Mais le ferment du MIT et la force intellectuelle individuelle ne peuvent à eux seuls expliquer l’étendue de l’héritage de Fischer. Fondamentalement, bien que son directeur de doctorat ait été Franklin Fisher, il semble également avoir hérité du flair de Samuelson pour l’enseignement.

Voici ce qu’Olivier Blanchard a écrit un jour sur sa propre expérience au MIT et être enseigné par Fischer.

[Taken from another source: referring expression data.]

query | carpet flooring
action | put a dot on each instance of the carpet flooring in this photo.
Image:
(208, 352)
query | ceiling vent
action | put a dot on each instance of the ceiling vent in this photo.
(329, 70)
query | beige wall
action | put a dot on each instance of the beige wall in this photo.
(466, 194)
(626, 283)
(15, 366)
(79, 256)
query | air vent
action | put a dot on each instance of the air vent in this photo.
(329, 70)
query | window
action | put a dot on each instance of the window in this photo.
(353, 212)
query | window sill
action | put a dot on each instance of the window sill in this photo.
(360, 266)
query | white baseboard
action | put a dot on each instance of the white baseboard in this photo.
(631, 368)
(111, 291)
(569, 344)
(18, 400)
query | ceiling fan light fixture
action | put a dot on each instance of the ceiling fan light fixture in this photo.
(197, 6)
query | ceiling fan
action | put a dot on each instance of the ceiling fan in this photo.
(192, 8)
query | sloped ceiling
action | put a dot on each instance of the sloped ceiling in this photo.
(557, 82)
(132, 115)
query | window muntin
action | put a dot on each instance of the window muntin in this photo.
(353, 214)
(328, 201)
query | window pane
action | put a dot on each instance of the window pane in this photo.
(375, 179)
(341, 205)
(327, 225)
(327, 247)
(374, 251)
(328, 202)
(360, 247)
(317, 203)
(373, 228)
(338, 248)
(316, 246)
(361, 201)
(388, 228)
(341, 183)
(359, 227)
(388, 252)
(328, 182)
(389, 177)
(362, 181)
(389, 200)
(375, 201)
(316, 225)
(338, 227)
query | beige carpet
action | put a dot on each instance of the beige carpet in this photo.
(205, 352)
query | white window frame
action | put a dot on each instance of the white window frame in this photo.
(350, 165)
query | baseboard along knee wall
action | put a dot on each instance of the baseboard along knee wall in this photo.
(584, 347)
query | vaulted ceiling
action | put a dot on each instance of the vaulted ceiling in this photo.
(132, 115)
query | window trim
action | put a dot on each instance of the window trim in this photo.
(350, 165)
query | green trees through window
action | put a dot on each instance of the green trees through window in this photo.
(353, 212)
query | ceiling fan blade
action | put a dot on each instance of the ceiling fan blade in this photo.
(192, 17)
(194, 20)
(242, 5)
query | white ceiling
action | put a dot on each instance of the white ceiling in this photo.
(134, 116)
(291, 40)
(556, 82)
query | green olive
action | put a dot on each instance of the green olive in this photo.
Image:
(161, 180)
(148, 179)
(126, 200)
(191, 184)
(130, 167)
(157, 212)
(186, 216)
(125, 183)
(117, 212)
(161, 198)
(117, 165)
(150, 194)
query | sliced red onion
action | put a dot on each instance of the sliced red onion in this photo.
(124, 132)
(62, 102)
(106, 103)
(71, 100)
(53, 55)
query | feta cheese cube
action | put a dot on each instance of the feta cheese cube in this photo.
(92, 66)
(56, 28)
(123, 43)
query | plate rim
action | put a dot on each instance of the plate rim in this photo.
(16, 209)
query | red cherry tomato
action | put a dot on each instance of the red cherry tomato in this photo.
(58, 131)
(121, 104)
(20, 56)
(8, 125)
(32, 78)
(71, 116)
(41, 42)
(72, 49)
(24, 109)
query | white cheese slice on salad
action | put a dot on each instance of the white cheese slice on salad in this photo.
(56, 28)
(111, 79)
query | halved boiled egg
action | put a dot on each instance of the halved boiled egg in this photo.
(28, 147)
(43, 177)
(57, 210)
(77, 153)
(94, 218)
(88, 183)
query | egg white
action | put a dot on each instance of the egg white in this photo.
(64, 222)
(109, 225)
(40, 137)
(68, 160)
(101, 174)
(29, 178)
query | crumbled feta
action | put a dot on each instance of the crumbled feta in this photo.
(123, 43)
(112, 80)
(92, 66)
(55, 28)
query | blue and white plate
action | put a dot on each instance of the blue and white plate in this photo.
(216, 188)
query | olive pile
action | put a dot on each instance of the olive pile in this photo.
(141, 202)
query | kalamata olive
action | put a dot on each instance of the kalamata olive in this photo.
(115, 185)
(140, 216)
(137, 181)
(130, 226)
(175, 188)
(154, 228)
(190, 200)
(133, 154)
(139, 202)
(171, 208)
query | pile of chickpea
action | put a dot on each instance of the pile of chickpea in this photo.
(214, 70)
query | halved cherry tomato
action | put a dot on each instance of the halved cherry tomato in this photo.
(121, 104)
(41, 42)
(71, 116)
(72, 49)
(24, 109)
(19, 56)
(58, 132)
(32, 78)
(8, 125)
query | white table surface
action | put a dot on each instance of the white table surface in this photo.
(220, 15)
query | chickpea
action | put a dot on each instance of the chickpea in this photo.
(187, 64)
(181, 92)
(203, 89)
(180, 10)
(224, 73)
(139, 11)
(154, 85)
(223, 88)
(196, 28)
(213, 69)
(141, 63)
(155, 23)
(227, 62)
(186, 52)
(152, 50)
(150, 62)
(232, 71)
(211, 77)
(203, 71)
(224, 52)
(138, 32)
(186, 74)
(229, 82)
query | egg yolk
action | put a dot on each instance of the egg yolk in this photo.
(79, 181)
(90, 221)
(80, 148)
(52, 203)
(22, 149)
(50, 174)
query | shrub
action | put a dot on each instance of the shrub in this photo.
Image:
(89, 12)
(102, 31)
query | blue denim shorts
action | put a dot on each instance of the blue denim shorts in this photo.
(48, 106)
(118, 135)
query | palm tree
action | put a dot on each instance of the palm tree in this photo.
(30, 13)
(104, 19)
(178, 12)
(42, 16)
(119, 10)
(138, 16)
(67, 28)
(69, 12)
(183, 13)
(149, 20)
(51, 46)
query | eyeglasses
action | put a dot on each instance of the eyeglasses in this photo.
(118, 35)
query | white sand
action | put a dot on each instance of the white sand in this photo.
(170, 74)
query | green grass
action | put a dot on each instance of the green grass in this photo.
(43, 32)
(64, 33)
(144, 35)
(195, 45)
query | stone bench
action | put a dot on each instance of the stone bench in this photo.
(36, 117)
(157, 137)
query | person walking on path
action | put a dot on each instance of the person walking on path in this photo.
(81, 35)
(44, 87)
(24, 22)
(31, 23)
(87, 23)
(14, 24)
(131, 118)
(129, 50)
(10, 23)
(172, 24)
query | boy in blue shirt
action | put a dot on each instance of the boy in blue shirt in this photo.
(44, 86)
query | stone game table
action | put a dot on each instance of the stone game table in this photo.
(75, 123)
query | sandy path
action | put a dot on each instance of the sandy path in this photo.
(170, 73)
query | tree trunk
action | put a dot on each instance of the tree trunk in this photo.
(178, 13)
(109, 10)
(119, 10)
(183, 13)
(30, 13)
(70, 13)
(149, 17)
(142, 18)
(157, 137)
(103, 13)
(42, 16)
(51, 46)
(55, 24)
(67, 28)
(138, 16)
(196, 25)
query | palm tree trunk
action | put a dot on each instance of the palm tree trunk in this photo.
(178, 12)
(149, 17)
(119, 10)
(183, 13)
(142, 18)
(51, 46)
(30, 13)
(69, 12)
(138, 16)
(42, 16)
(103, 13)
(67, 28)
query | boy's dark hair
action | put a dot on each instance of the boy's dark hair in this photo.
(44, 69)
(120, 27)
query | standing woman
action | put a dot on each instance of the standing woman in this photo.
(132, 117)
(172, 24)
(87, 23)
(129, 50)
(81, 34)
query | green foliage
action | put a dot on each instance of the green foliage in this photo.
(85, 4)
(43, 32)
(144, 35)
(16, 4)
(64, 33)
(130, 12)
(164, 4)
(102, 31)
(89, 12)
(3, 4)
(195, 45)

Lorsque je suis arrivé en tant que doctorant au MIT en 1973, il était clair que Stan jouerait rapidement un rôle central dans le département. En quelques années, il était l’un des professeurs les plus populaires et l’un des directeurs de thèse les plus populaires. Nous avons afflué vers son bureau, et je soupçonne que le seul moment de recherche dont il disposait était la nuit. Ce que nous admirions le plus, c’était ses compétences techniques – il savait utiliser le calcul stochastique – et sa capacité à aborder de grandes questions et à les simplifier au point où la réponse, ex post, semblait évidente. Lorsque Rudi Dornbusch l’a rejoint en 1975, la macro et l’international sont rapidement devenus les domaines les plus passionnants du MIT. L’imitation est la forme la plus sincère d’admiration, et c’est bien ce que nous avons tous fait. Quand je suis revenu au MIT en 1982, cette fois en tant que membre du corps professoral, Stan avait acquis le statut de quasi-gourou. Enseigner avec lui les cours avancés de macro et écrire des « Conférences sur la macroéconomie », que nous avons terminées en 1988, a été l’une des aventures intellectuelles les plus excitantes de ma vie.

Bernanke, Draghi et King ont maintenant tous quitté la banque centrale. Lorsque Fischer a pris sa retraite de la Fed en 2017, Summers a déclaré que cela marquait « la fin d’une époque ». Mais l’ascension d’Ueda nous rappelle que l’ère Fischer est toujours là – pour le meilleur ou pour le pire.